Taking a lot of inspiration from this Kaggle kernel by Pedro Marcelino, I will go through roughly the same steps using the classic California Housing price dataset in order to practice using Seaborn and doing data exploration in Python.
Secondly, this notebook will be used as a proof of concept of generating markdown version using jupyter nbconvert --to markdown notebook.ipynb
in order to be posted to my Jekyll blog.
import pandas as pd
import numpy as np
import seaborn as sns
import matplotlib.pyplot as plt
from sklearn.datasets.california_housing import fetch_california_housing
from scipy.stats import norm
from scipy import stats
%matplotlib inline
cal_housing = fetch_california_housing()
cal_housing.keys()
dict_keys(['data', 'target', 'feature_names', 'DESCR'])
print(cal_housing.DESCR)
California housing dataset.
The original database is available from StatLib
http://lib.stat.cmu.edu/
The data contains 20,640 observations on 9 variables.

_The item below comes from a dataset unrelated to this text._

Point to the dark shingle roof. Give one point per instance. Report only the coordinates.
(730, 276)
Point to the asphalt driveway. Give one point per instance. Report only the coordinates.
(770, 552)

This dataset contains the average house value as target variable
and the following input variables (features): average income,
housing average age, average rooms, average bedrooms, population,
average occupation, latitude, and longitude in that order.
References
----------
Pace, R. Kelley and Ronald Barry, Sparse Spatial Autoregressions,
Statistics and Probability Letters, 33 (1997) 291-297.
X = pd.DataFrame(cal_housing.data, columns=cal_housing.feature_names)
y = pd.DataFrame(cal_housing.target)
y.columns = ['HouseValue']
# Let's keep everything in one df for easy access
housing_data = pd.concat([X, y], axis=1)
housing_data.shape
(20640, 9)
housing_data.head()
MedInc | HouseAge | AveRooms | AveBedrms | Population | AveOccup | Latitude | Longitude | HouseValue | |
---|---|---|---|---|---|---|---|---|---|
0 | 8.3252 | 41.0 | 6.984127 | 1.023810 | 322.0 | 2.555556 | 37.88 | -122.23 | 4.526 |
1 | 8.3014 | 21.0 | 6.238137 | 0.971880 | 2401.0 | 2.109842 | 37.86 | -122.22 | 3.585 |
2 | 7.2574 | 52.0 | 8.288136 | 1.073446 | 496.0 | 2.802260 | 37.85 | -122.24 | 3.521 |
3 | 5.6431 | 52.0 | 5.817352 | 1.073059 | 558.0 | 2.547945 | 37.85 | -122.25 | 3.413 |
4 | 3.8462 | 52.0 | 6.281853 | 1.081081 | 565.0 | 2.181467 | 37.85 | -122.25 | 3.422 |
Feature definitions
As the StatLib webpage is down at the time of this writing, I don’t know if there are any more information available about the dataset. The averages of income and housing price seem very low and similarly, I would have expected the average occupation to be a rate maybe around 50-75% depending on how it was defined.
However, for the purposes of this analysis it shouldn’t not matter too much if they are measured in some unintuitive units, and anyhow since I’m doing this for learning rather than actually providing an accurate analysis, let’s move on.
Distribution of Outcome
sns.distplot(housing_data['HouseValue']);
Ok, if this is not the definition of fishy then I don’t know what is. What seems to have happened is that all average house values above a certain threshold have been adjusted down to the threshold. One possible reason for this might have been in order to avoid them having a too large impact on the average.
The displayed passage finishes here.